Document the process in a rounding log posted in the patients room These behaviors help to create a specific desired outcome. Thank your nurses for incorporating this best practice into their daily routines. Ask the nurses what the positives have been, and are there any barriers that the nurse manager needs to address. The Three Stages to Implementing Hourly Rounds There are three stages to implement changes. They are unfreezing, moving and refreezing (Grohar-Murray & Langan, 2011). Unfreezing is the breaking of the old practices and habits.

In order to be successful in this stage, the nurse needs time to process the information along with positive motivation as to why this change is needed. The next stage is moving. This step requires reeducation with exactly what is expected during this change, and the tools that will be needed. As the nurse manager, you will need to reinforce how this change will increase patient care and safety. The last stage is refreezing. This stage shows consistent evidence that the change is stable, integrated, and internalized by the staff. The nurse manager will need to continue to monitor the effectiveness of the change. This can be done by having the unit clerk continue to log the call bells, doing their own rounding on the patients, and evaluating the feedback from the nurses and patients Skills for the Change Agent The skills needed for a change agent are experience, success, respect, and leadership skills, and management competencies (Grohar-Murray & Langan, 2011). A change agent is anyone who has a positive attitude, communicates the goals of the organization and is willing to get involved to help facilitate these goals.

Strategies to Improve Responses to Change Strategies that could be used to improve responses to change could be to continue to educate the nurse on the importance of the change. Another strategy may be to educate the staff on how the change will help to improve patient care and will also give them more time. Make sure to have conversations about what the expectations will be in regards to the extra time the nurses will have. Also, allow them to suggest their ideas, and concerns about the extra time. It is important to identify to each individual nurse how they are doing in the change process.
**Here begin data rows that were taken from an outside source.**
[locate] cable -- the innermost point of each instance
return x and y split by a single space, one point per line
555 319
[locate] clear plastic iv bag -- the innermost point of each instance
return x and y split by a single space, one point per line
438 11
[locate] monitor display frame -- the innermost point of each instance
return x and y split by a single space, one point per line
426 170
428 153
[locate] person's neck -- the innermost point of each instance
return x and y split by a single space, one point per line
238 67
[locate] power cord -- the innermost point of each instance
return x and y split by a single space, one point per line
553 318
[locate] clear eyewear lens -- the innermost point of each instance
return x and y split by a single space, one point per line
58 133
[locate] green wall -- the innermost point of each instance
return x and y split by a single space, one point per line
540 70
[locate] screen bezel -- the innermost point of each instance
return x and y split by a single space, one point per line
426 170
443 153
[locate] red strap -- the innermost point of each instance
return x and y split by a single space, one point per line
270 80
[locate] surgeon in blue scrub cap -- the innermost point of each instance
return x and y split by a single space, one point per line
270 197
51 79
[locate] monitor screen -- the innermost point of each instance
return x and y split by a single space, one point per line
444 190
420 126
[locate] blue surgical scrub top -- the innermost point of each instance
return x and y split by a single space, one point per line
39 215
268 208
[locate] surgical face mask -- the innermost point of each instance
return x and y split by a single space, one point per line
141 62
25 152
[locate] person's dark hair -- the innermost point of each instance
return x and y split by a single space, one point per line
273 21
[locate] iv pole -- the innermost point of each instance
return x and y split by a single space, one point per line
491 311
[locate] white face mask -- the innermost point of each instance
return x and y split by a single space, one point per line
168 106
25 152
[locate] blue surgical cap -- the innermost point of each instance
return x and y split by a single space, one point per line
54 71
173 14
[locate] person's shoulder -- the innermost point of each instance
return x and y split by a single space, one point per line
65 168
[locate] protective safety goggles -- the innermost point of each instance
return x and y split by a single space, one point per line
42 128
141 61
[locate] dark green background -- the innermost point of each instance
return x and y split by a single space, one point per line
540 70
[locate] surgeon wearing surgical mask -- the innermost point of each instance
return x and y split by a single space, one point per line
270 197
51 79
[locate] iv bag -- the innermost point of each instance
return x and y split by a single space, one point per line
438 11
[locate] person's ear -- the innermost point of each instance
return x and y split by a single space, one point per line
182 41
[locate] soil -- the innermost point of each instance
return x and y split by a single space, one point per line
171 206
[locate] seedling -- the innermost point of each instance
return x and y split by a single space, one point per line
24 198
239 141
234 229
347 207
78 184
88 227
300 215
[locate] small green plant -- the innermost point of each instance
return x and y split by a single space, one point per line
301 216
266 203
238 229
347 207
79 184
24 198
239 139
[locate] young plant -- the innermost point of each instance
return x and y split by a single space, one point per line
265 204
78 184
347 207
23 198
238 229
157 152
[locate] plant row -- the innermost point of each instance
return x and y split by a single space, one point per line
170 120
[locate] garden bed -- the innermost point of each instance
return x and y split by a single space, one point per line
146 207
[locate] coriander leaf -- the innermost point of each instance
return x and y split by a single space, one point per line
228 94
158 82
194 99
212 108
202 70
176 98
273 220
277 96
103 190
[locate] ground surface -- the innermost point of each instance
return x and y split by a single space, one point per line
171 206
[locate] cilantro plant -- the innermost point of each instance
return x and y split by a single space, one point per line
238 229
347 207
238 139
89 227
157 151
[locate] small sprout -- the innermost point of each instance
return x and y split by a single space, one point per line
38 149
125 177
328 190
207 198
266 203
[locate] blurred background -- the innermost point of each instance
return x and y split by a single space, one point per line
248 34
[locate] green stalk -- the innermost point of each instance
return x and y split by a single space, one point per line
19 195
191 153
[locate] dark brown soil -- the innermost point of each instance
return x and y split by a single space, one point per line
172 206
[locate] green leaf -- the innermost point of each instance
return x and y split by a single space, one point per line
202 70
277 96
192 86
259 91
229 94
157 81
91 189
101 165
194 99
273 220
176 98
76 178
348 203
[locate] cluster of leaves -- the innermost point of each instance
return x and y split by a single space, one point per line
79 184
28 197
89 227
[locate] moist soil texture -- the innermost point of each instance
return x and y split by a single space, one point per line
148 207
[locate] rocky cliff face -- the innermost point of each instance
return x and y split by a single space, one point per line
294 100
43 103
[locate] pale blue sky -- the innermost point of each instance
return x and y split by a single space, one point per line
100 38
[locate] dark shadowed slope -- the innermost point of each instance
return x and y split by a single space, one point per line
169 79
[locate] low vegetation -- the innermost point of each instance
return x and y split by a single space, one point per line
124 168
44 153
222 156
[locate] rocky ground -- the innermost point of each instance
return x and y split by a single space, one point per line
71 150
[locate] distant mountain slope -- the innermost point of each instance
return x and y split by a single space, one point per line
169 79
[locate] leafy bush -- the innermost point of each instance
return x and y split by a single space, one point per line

The nurse manager should discuss the positive areas that they are achieving and where they could still improve. This communication will allow the nurse to know where he/she stands in their performance. It also gives the nurse manager a way to document each nurse’s response to the change and identifies which ones need further education and /or reinforcement of the change. Evaluation of the Change of Hourly Rounding Once hourly rounding has been implemented you will need to evaluate the success of the implementation. This can be done through clinical quality, patient satisfaction, and efficiency.

The nurse manager should think about where to display the number of days without a fall and without a hospital acquired decubiti, what questions on the patient satisfaction survey will be watched closely to evaluate the success, and when to re-measure the number of call lights to ensure the achievement of the decrease. Once this information has been identified and collected, the nurse manager can present it to the staff. This should be done so that the information resonates to the employee’s. An example could be to show a math equation of how many call lights the unit started with, minus the amount of call lights there are now.

Then make this information meaningful by showing how much time was saved and by saving time, how many nurses can now have a 30-minute lunch break! Conclusion Hourly rounds get results. When staff members start seeing the results, they will naturally strive to become even more efficient and effective. Once the staff sees how much happier and healthier their patients are because of hourly rounds, this will increase their enthusiasm. Hopefully, this will make the staff more willing to give other changes a chance, and their organization will keep getting better and better because of these changes.